Whether it is providing emergency care to someone that can mean the difference between life or death, or helping rescue a person’s property, firefighters work to help those in distress.

Sometimes the recipients of that help will even show their gratitude, sometimes showing up unannounced at one of the department’s fire stations to do so.

“And that is pretty cool, that is pretty rewarding, because not all incidents have those kinds of outcomes,” Graham said.

But successes are almost always the work of the team as a whole and not one individual.

“We operate in three or four men crews, and so that is just the way we operate, we are a team,” he said.

Legacy

As fire chief, Graham is entrusted with overseeing and managing the city’s department and its dozens of personnel.

He said the department he is leaving is far different in some ways from the one he arrived at in the 1990s.

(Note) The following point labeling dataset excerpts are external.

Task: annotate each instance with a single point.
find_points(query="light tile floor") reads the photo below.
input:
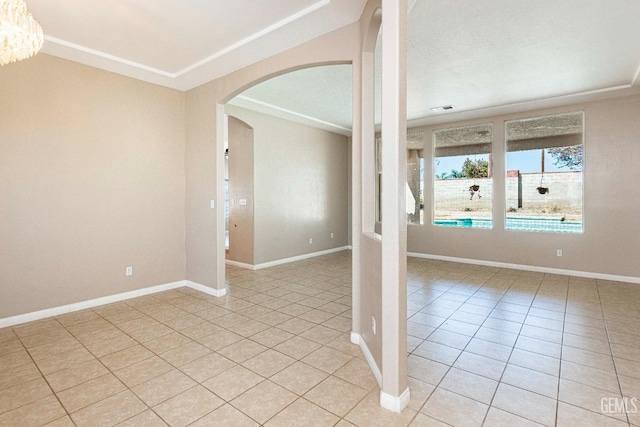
(487, 346)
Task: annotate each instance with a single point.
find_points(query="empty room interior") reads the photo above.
(319, 212)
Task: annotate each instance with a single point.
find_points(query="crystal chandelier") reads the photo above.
(20, 35)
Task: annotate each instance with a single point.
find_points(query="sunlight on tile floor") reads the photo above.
(487, 346)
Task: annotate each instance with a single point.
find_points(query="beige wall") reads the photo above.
(608, 245)
(205, 167)
(300, 187)
(91, 181)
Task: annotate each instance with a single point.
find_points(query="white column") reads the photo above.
(395, 393)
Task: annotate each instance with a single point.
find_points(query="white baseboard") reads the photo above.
(357, 339)
(395, 403)
(69, 308)
(286, 260)
(206, 289)
(587, 274)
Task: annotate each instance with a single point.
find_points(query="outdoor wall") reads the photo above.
(608, 244)
(91, 181)
(564, 195)
(300, 187)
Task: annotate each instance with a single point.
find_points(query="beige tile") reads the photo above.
(525, 404)
(454, 409)
(128, 356)
(78, 374)
(226, 415)
(469, 385)
(233, 382)
(327, 359)
(335, 395)
(296, 326)
(586, 397)
(268, 363)
(321, 334)
(61, 422)
(343, 344)
(302, 412)
(108, 346)
(499, 418)
(426, 370)
(186, 353)
(421, 420)
(163, 387)
(207, 367)
(90, 392)
(604, 380)
(64, 360)
(368, 412)
(147, 418)
(437, 352)
(419, 393)
(534, 345)
(570, 416)
(219, 339)
(200, 330)
(271, 337)
(53, 348)
(489, 349)
(109, 411)
(264, 401)
(188, 406)
(299, 377)
(583, 357)
(480, 365)
(242, 350)
(18, 375)
(528, 379)
(535, 361)
(358, 372)
(10, 346)
(142, 371)
(37, 413)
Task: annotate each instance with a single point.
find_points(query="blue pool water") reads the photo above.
(529, 224)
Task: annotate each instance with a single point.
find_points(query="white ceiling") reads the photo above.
(183, 43)
(488, 57)
(483, 57)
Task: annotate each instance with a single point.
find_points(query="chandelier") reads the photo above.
(20, 35)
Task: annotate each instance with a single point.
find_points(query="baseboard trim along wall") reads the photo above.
(70, 308)
(395, 403)
(587, 274)
(285, 260)
(357, 340)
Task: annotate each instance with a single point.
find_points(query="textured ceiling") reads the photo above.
(483, 57)
(182, 44)
(489, 57)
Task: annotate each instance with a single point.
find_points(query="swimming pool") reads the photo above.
(527, 224)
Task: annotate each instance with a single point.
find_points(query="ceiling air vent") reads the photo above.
(443, 108)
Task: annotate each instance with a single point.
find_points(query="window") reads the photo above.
(415, 177)
(544, 183)
(463, 186)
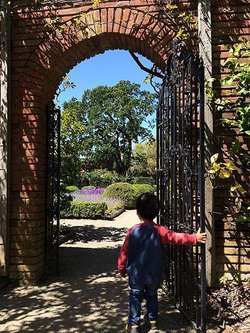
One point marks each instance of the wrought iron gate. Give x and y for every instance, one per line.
x=53, y=188
x=180, y=131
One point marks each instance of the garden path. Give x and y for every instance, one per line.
x=89, y=296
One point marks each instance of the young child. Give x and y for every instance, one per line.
x=141, y=259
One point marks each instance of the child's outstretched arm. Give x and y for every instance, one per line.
x=201, y=237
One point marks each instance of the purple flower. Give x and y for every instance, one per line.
x=94, y=195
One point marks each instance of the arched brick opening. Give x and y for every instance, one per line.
x=37, y=71
x=45, y=45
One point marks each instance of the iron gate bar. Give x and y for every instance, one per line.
x=180, y=178
x=53, y=188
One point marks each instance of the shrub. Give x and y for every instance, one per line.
x=71, y=188
x=143, y=180
x=85, y=210
x=99, y=178
x=128, y=193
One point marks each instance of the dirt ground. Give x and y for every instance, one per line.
x=88, y=296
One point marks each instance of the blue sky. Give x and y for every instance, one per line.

Back then, much of the department’s equipment, including some of the fire engines in its fleet were nearly 30 years old, he said.

As time has progressed, the department has been able to purchase the most modern equipment and do so more often.

Call volumes, he said, have also more than tripled since he started.

As for his own accomplishments of leading the department, Graham said one of those he is most proud of is improving the city’s Insurance Service Office ratings, which are used to rank the effectiveness of fire departments and can factor in to home owners’ insurance rates.

Cities are then ranked on a scale of one to 9 with one being the best and 9 the worst. Graham said he took part in efforts that led to the department moving from a three to a two.

When looking back at the course of his career with the department, Graham said he will do so fondly.

“It’s been a great career and it’s a great place to work. Got an opportunity to meet and work with some amazing people and do some interesting stuff that most people don’t get to do,” he said.